Ethylene Process Loss Reduction and Energy Efficiency Improvement

by | Nov 30, 2009 | Chemical, Industrial Energy & Onsite Utilities, Industry

Jim Cahill

Jim Cahill

Chief Blogger, Social Marketing Leader

Reconciling Mass and Energy Balances in an Ethylene Complex is the name of a presentation recently given by Emerson’s Patrick Truesdale. The venue was the 2009 AIChE annual meeting in Nashville, Tennessee. Patrick is a senior consultant on the Industry Solutions team and has a wealth of experience in the refining and petrochemical industries.

Patrick began his presentation by identifying some of the challenges ethylene producers face, especially in mature plants found in North America, Latin America, and Europe. Plants (brownfield) built decades ago were typically sized around 300 KTA (kilo tons per annum). Today’s newer, greenfield plants found mostly in the Asia Pacific, Middle East, and Africa world areas are typically larger than 1000 KTA.

With the run up in energy prices over the last several years, the older, brownfield plants were not instrumented with mass measurements to do mass and energy balances.

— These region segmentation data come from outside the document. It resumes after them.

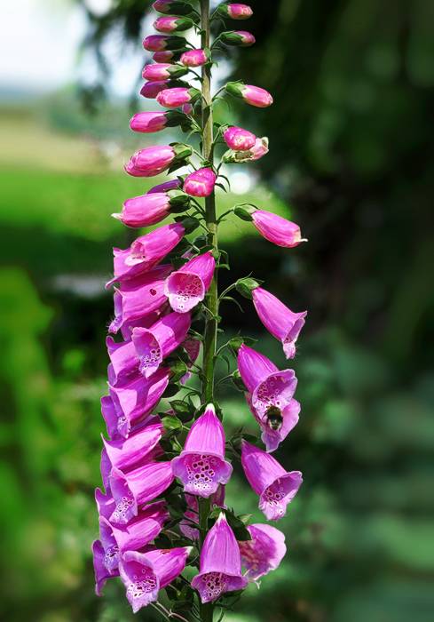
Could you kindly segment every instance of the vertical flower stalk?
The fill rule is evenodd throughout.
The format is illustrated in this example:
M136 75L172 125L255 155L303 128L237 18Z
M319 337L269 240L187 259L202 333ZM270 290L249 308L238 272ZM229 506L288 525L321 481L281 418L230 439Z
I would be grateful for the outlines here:
M253 12L247 4L224 3L210 12L209 4L210 0L195 4L156 0L153 7L162 16L154 28L160 34L146 36L143 44L154 62L146 65L147 82L140 92L166 109L138 112L130 129L146 138L178 127L189 142L152 146L145 141L125 172L149 178L192 168L145 195L136 193L113 214L132 228L157 227L141 232L128 248L114 249L114 277L107 284L114 285L107 339L108 395L101 399L108 435L103 436L100 462L105 490L95 493L98 595L107 580L118 578L134 612L152 605L165 619L185 622L222 619L232 593L275 570L286 552L280 531L249 525L225 506L232 462L241 461L246 488L249 483L257 494L268 520L284 516L302 482L299 471L288 471L271 456L299 419L295 371L280 370L260 352L260 344L259 351L253 350L245 338L218 343L217 349L219 307L222 301L233 300L229 291L252 301L287 358L296 355L306 312L294 313L250 277L218 292L218 270L227 267L227 253L218 248L217 229L228 218L251 222L286 252L304 240L297 225L250 203L217 215L221 167L256 161L267 155L269 146L266 137L248 129L215 124L214 102L235 97L241 105L265 108L272 97L240 81L213 95L217 57L233 45L254 44L255 36L245 30L225 31L211 41L213 20L225 28L226 20L247 20ZM201 36L198 50L186 38L190 30ZM159 226L170 217L173 222ZM193 239L199 226L205 235ZM219 357L232 365L232 373L216 383ZM194 374L200 388L188 385ZM226 379L245 395L245 412L250 410L257 433L254 443L251 434L242 432L231 438L224 426L218 394ZM162 412L163 398L170 399L170 409ZM185 538L191 546L185 546ZM185 566L194 569L192 580L183 575ZM159 602L162 588L169 605Z

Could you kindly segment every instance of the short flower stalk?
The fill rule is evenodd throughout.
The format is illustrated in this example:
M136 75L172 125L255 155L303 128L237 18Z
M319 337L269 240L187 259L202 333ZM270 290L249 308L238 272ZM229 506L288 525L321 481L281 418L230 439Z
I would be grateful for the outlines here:
M217 204L225 180L222 167L247 165L269 149L266 137L215 123L213 115L219 98L257 108L272 104L267 91L241 81L213 88L212 68L221 54L255 44L249 30L231 29L231 22L252 15L251 7L225 2L211 12L209 0L155 0L153 8L156 34L143 42L149 53L140 93L154 100L155 109L137 113L130 126L145 139L167 135L168 128L187 138L146 143L131 156L127 174L164 178L146 194L136 179L136 195L113 213L125 227L152 229L114 249L114 276L107 284L114 310L101 399L104 490L95 492L96 593L103 594L107 581L120 580L134 613L154 606L165 619L217 622L233 593L259 585L287 551L284 534L266 522L289 513L303 476L272 454L299 421L292 363L307 315L292 311L252 276L219 291L218 274L228 261L218 227L240 218L262 243L282 252L295 252L306 240L298 225L266 206L241 203L220 215ZM214 41L213 22L223 25ZM194 30L199 49L188 40ZM180 171L184 167L189 168ZM229 292L249 300L258 325L281 344L288 369L262 354L261 343L252 348L249 338L219 340L221 303L235 299ZM216 381L221 358L231 373ZM243 427L233 434L225 425L219 404L225 380L244 395L249 433ZM170 408L163 407L161 401L168 399ZM264 522L252 524L225 505L237 460Z

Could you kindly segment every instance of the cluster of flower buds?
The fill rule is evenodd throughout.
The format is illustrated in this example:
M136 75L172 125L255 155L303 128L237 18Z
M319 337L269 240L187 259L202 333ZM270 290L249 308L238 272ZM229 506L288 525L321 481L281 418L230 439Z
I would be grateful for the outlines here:
M192 72L197 79L192 68L206 71L217 45L209 49L202 38L203 49L192 49L179 35L201 28L190 2L156 0L153 7L162 13L154 22L159 34L143 42L154 63L143 70L146 83L140 92L169 110L139 112L130 126L145 134L179 126L202 138L200 113L209 104L203 91L179 78ZM251 15L247 4L225 3L211 20L225 23ZM253 35L243 30L224 32L215 42L254 43ZM228 83L225 91L256 108L272 103L265 90L241 82ZM268 153L266 137L234 125L219 126L213 148L219 143L228 148L221 164L255 161ZM299 471L287 471L271 455L298 421L296 374L280 371L243 339L226 345L237 357L238 371L232 378L245 393L264 449L242 433L226 442L218 404L195 403L191 395L197 390L188 393L186 387L187 397L171 401L165 412L158 411L162 398L175 396L191 373L203 378L196 362L205 338L192 323L196 326L217 317L205 301L221 254L209 236L191 242L188 235L200 225L206 228L206 211L197 199L208 201L214 195L220 167L214 166L212 156L201 157L199 164L192 162L197 155L182 142L138 151L124 167L133 177L171 173L189 164L193 170L127 199L113 214L133 228L175 215L174 222L139 235L128 248L114 249L114 276L107 284L114 285L114 313L107 339L108 391L101 399L107 438L102 439L104 491L97 489L95 494L99 518L99 538L93 544L96 591L100 594L108 578L120 577L134 612L157 602L162 588L168 595L174 591L187 609L194 594L201 607L224 602L225 594L244 589L280 563L284 535L266 523L248 524L225 506L233 474L228 459L241 459L268 521L284 516L302 483ZM304 241L296 225L254 205L237 205L232 212L252 222L278 246L292 248ZM252 278L240 279L232 289L253 301L287 358L294 358L306 312L292 312ZM194 569L191 582L182 576L186 565Z

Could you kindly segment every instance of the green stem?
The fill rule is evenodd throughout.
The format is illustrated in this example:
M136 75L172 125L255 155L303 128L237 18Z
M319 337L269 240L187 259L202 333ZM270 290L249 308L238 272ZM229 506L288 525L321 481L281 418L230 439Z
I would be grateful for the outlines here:
M201 0L201 48L209 49L209 0ZM206 64L201 71L201 122L202 122L202 156L213 165L213 120L211 97L211 65ZM205 223L208 229L208 242L213 251L217 250L217 224L216 217L216 196L214 192L205 199ZM206 306L210 311L206 315L203 333L203 362L201 402L204 404L214 400L214 362L217 349L218 290L217 270L208 291ZM199 499L199 528L201 549L208 531L208 516L210 510L209 499ZM200 603L201 622L213 622L214 606L212 602Z

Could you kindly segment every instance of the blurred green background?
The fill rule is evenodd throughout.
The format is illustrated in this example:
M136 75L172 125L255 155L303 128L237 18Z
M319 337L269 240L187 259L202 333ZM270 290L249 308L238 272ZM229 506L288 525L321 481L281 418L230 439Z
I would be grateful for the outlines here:
M249 4L242 28L257 44L217 76L264 86L275 104L233 101L217 115L268 135L271 152L255 170L232 169L233 192L220 205L246 190L245 200L293 218L309 243L285 251L231 220L221 242L233 270L223 284L253 271L291 308L309 309L294 362L302 416L278 452L304 483L279 525L284 563L228 619L431 622L434 4ZM129 239L109 215L154 181L122 172L148 142L128 132L131 108L146 103L131 93L148 5L20 0L0 20L0 610L9 622L134 618L115 582L94 596L91 543L113 313L103 283L111 246ZM283 365L245 303L243 314L223 308L226 332L242 328ZM224 385L221 401L230 427L254 429L240 394ZM239 473L228 498L239 512L256 507ZM146 610L138 618L154 619Z

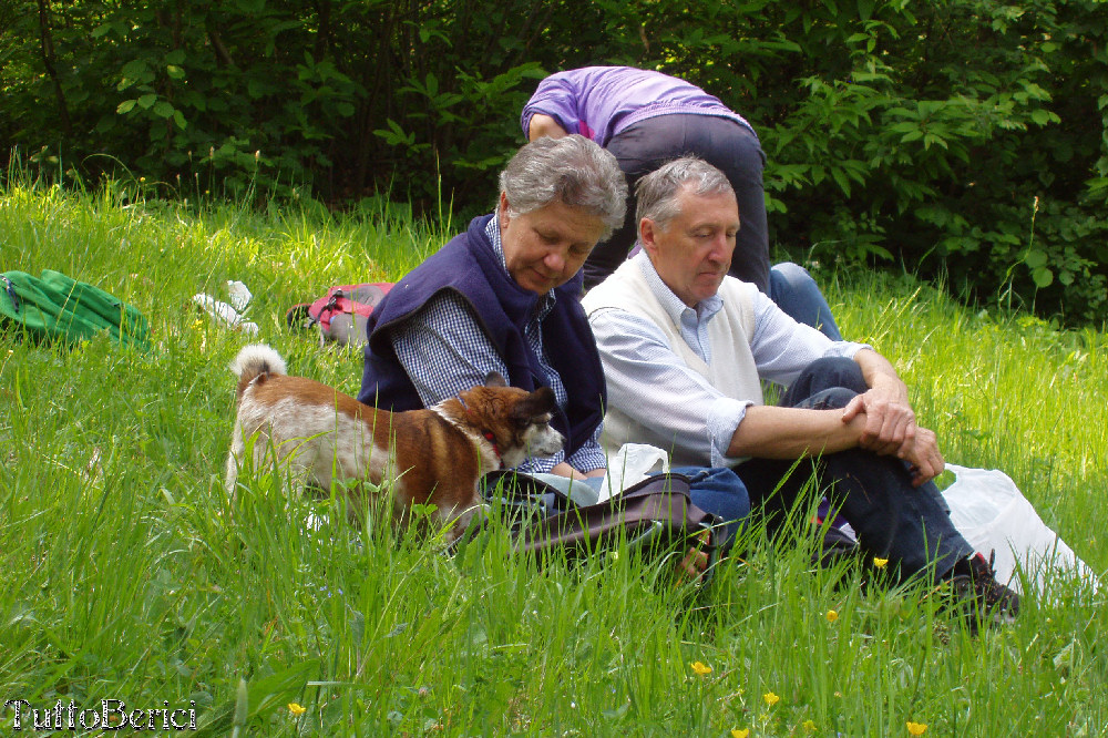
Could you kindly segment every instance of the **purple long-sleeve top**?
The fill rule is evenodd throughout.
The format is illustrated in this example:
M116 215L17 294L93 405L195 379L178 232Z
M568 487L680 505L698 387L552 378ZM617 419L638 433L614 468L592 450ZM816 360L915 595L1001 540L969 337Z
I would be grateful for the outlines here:
M583 66L551 74L523 109L520 123L530 137L535 113L550 115L566 133L601 146L627 126L656 115L716 115L753 127L700 88L661 72L634 66Z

Ethylene plants have also been focusing their capital expenditures to meet higher quality specifications, increase capacity, address new regulatory compliance, and process cheaper feedstocks. For many ethylene producers, the plant staff has been stretched and unable to focus on improving energy efficiency.

Patrick described one of the common key performance indicators (KPIs), loss opportunities. He defined the gain/loss as open inventory plus receipts minus shipments minus closing inventory. Receipts include the fuel consumed in the production process and shipments include the fuel produced by the process. These gains and losses can be accountable and unaccountable. Examples of accountable losses include what is flared and coke produced. Examples of unaccountable losses include leaks and theft.

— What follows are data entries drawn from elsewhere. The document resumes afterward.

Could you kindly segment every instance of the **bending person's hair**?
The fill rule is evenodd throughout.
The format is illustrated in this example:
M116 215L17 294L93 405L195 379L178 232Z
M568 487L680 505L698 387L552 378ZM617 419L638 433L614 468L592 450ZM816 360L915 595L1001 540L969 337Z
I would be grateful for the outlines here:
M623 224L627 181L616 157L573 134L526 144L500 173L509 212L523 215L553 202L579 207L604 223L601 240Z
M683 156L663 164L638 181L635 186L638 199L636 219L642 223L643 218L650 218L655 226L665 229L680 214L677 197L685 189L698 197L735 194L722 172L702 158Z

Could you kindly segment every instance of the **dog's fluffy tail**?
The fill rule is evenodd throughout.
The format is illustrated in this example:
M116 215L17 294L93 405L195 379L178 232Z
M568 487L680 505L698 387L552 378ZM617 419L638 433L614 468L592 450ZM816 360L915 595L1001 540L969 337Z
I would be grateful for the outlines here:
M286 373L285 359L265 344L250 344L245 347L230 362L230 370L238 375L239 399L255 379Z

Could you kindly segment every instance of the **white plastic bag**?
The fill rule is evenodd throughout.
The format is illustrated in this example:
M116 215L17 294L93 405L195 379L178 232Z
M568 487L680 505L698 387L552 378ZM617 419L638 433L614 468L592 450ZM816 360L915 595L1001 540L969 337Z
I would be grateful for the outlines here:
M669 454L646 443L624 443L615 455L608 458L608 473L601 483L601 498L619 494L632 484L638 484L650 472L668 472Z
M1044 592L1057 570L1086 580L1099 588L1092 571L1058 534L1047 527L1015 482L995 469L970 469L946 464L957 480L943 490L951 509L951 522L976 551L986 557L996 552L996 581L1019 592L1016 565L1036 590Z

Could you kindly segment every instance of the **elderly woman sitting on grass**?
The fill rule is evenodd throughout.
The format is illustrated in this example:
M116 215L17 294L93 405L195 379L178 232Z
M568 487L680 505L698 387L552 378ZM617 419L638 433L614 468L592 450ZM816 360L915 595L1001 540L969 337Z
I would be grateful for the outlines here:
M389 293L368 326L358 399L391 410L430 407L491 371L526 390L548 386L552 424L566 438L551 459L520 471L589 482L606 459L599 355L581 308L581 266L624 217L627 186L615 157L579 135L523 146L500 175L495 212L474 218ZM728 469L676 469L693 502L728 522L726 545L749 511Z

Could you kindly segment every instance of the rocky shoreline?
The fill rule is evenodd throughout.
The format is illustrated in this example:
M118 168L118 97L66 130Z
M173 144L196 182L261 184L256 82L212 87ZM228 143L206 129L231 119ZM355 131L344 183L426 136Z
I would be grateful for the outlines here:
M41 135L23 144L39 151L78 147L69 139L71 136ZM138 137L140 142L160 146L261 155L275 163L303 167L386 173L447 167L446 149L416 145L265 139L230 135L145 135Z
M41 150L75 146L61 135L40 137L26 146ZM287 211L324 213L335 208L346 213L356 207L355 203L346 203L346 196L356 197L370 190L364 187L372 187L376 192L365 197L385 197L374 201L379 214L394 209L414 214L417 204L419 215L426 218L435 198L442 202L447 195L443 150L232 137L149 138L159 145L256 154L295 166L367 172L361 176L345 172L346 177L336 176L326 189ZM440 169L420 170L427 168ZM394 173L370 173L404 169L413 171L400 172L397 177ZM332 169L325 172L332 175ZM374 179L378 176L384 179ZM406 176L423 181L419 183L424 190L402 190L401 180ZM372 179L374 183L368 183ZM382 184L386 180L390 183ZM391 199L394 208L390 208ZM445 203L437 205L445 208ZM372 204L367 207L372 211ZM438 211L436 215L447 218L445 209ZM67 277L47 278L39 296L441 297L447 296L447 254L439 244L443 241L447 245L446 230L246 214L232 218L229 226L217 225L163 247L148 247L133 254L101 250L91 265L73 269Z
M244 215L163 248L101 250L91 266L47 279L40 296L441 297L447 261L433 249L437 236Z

Process energy usage is the largest controllable cost in most ethylene plants and requires a focused effort to improve this gain/loss KPI. Patrick outlined a process that begins with defining the process boundaries. It starts with the feeds, steam, and fuel gas to the fired heater as well as the distillation tower feeds, tops, and bottoms. Next, look at the cracked gas compressor turbo machinery, cryogenic distillation, and hydrogenation reactor. Temperature and pressure measurements around these boundaries provide the inputs for mass and energy balance calculations.

The second step is to identify custody transfer boundaries, which includes the raw material production and supply at the load port, the unload port at the ethylene complex, the load port for ethylene at the complex, and finally the unload port at the customer site. The bill of lading (BOL) combined with the custody transfer metering equipment measure transportation losses from each load to unload handoff.

The third step is to design mass and energy balances to account for losses and consumption in the production process. This includes measurements at the inventory holding tanks, tank-to-tank transfers, tank to unit transfers, and process nodes, as well as incoming receipts and outgoing shipments. Also, measurements need to be in place for any intercompany transfers of materials and energy.

The fourth is to survey the existing measurement systems. From Patrick’s experience KPIs associated with mass loss are directly based on the quality of instrumentation and procedures: poor results–1.5-2.5% mass losses, average results–0.7-1.5% mass losses, good results–less than 0.5% mass losses, and pacesetters–less than 0.2% mass losses. Patrick notes there are a wide variety of flow measurement technologies from which to choose including Coriolis, differential pressure, magmeter, positive displacement, turbine, ultrasonic, and vortex. They each have strengths and weaknesses with respect to pressure drop, accuracy, required maintenance, slurry flow tolerance, viscosity tolerance, fluid conductivity, and process intrusiveness. In slides 18-22, Patrick provides some selection considerations.

Once the measurements are in place, the fifth step is to develop mass and energy balance models. Measurements should be validated, with errors detected and corrected to fix gross and bias errors. Random errors are reconciled through a simultaneous solution of the equations for:

  • flows, inventories, and material transfers mass and volume balancing
  • flows, inventories simple and multi-phase component balancing
  • enthalpy, power, heat exchanger, and steam energy balancing

Patrick’s final step is to define the business process to identify KPI reporting, the KPI dashboard, and the processes to implement continuous improvement. Having the metrics for when the plant is both operating smoothly and having problems helps provide the feedback to solve the operational issues more quickly and return to more energy efficient, smooth operations.

The KPIs for optimized energy usage and loss reduction are interrelated and the need to address grows with global competitive pressures, higher energy costs, and increasing regulations.